# All-at-once optimization for CP tensor decomposition

We explain how to use `cp_opt` function which implements the **CP-OPT** method that fits the CP model using *direct* or *all-at-once* optimization. This is in contrast to the `cp_als` function which implements the **CP-ALS** that fits the CP model using *alternating* optimization.

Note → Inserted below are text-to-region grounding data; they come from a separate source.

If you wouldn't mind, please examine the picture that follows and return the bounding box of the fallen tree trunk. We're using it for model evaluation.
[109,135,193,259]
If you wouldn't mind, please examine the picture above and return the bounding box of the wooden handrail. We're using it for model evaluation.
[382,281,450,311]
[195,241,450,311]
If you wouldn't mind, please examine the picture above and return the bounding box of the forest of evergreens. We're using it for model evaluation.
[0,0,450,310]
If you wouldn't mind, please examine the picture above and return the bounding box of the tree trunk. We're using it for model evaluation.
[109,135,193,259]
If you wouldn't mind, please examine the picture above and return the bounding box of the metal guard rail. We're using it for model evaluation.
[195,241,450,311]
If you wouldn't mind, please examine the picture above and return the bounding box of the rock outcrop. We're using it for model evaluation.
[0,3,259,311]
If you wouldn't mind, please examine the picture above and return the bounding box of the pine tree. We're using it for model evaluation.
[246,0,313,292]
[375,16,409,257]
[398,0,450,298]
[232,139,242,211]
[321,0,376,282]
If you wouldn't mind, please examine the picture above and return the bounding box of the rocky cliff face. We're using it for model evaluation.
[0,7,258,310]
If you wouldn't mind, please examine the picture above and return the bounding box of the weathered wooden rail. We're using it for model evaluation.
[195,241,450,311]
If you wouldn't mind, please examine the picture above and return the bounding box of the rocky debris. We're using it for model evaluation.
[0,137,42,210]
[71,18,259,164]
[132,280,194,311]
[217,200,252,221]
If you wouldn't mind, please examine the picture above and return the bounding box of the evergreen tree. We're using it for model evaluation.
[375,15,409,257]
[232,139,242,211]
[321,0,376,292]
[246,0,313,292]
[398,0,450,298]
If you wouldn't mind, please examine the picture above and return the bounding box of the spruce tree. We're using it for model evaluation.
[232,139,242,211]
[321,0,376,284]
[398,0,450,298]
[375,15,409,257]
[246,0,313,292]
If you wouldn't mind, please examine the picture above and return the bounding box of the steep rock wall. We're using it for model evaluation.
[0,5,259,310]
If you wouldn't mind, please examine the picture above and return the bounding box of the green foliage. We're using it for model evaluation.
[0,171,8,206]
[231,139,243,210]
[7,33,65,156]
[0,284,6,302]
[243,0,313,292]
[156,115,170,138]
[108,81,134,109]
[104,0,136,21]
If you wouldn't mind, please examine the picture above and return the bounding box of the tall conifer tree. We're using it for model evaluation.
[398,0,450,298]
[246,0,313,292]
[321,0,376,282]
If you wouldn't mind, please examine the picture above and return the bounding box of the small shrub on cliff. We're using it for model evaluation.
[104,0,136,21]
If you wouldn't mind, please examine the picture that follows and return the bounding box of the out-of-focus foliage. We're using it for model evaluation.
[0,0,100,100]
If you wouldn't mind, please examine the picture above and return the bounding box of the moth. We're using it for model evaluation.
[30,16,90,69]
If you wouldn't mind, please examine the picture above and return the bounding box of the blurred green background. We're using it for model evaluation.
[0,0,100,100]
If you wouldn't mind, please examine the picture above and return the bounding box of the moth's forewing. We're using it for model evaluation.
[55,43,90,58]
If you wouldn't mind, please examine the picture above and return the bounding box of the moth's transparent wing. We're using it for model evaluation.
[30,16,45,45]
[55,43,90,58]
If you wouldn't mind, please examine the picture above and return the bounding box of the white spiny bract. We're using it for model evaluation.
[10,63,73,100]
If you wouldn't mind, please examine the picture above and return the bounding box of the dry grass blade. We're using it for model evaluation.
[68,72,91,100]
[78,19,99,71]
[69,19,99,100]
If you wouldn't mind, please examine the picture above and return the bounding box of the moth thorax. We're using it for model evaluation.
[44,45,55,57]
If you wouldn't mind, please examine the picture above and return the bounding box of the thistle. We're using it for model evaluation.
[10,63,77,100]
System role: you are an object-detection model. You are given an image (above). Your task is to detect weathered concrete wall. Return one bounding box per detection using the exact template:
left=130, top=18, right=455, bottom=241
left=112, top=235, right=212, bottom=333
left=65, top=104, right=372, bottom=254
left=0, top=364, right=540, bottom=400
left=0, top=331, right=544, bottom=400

The CP-OPT method is described in the following reference:

- E. Acar, D. M. Dunlavy and T. G. Kolda, A Scalable Optimization Approach for Fitting Canonical Tensor Decompositions, J. Chemometrics, 25(2):67-86, 2011, http://doi.org/10.1002/cem.1335

## Contents

- Third-party optimization software
- Check that the software is installed.
- Create an example problem.
- Create initial guess using 'nvecs'
- Call the
`cp_opt`method - Check the output
- Evaluate the output
- Overfitting example
- Nonnegative factorization
- Create an example problem.
- Generate initial guess of the corret size
- Call the
`cp_opt`method - Check the output
- Evaluate the output

## Third-party optimization software

The `cp_opt` method uses third-party optimization software to do the optimization. You can use either

The remainder of these instructions assume L-BFGS-B is being used. See here for instructions on using `cp_opt` with Poblano.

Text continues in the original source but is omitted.